Four years ago, I woke up feeling like I’d had a great night’s sleep for the first time in weeks. As I said that to my husband when I walked into the kitchen, he looked scared. Then I heard it in my voice. My speech was slurred. Having spent nearly 20 years working as a college instructor and even teaching public speaking, this was highly unusual and upsetting. A quick look in the bathroom mirror revealed the right side of my face was sagging. I looked as if I had a stroke. Without warning, I had impaired speech, lose of muscles impacting my ability to eat, drink, distorted hearing and I couldn’t close my eye on the affected side. A frenzy of appointments with general practitioners, ENT doctors, ophthalmologists and a wonderful neurologist over the course of the next eight months revealed that I didn’t have Bell’s Palsy as originally thought, but Ramsay Hunt Syndrome and Trigeminal Neuralgia. I didn’t learn that I had also suffered a Traumatic Brain Injury from my amazing neurologist for many months even though I knew something was also very wrong with my brain. After so many doctors telling me I’d recover, or I’d learn to live with it if I didn’t, one doctor even recommended I have my eyelid sewn shut, this neurologist’s frank assessment felt like a relief. Finally I had been validated that the changes to my appearance that were obvious to everyone were just as significant as the one to my brain.
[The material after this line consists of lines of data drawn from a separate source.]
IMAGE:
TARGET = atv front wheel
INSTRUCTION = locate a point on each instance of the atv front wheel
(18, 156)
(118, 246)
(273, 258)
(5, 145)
I hid it as much as possible to spare myself embarrassment and the concern of loved ones. People couldn’t see that when I was making a high school graduation poster for my daughter, I was unable to figure out the order to put the letter stickers to spell her name. I knew I wanted to make a fruit salad and had the fruit, but couldn’t figure out the next step. How was it that I kept messing up making boxed brownies? When watching TV, I’d need to stop and rewind several times to grasp a concept. Other times it felt impossible to discern language—was this show in English or Spanish? I’d been an avid reader often finishing a novel a week, but re-reading a favorite book like A Gentleman in Moscow was no longer a pleasure because the story made any sense to me. The fear these changes caused me rivaled my physical pain. Plus, I knew they worried my husband and children. Trying to hide how my brain felt broken was not often successful.

After six months of rest and many traditional and Eastern medicine interventions, no recovery beyond regaining my ability to close my eye, I yearned to work and be of service. While I could no longer teach college courses, I could help as an aid in a three year old preschool. This work brought great joy and has helped my brain recover. Three year olds have no filter and unlike well-meaning adults tell you exactly what they think. “Is your face broken?” I respond with “Yes, one side of my face doesn’t work.” Acknowledging that was enough for us all to move on with the important work of developing fine motor skills with coloring, putting together puzzles, helping to zip coats, learning to skip and gallop. Doing these things with the children in class was not only a joy—I was in many ways undergoing, occupational and physical therapy while helping children. For me that was the key element. I wasn’t in an office doing what I would have considered meaningless (although I acknowledge important) tasks. My helping the children, helped me tremendously. I love it so much that I continue to work there and now help design curriculum and serve in other ways.

I incorporated many other therapies into my daily routine in my time outside of the preschool classroom that have also significantly contributed to what my neurologist confirmed is a real recovery. Neuroplasticity is real and I continue to follow research in this new passion.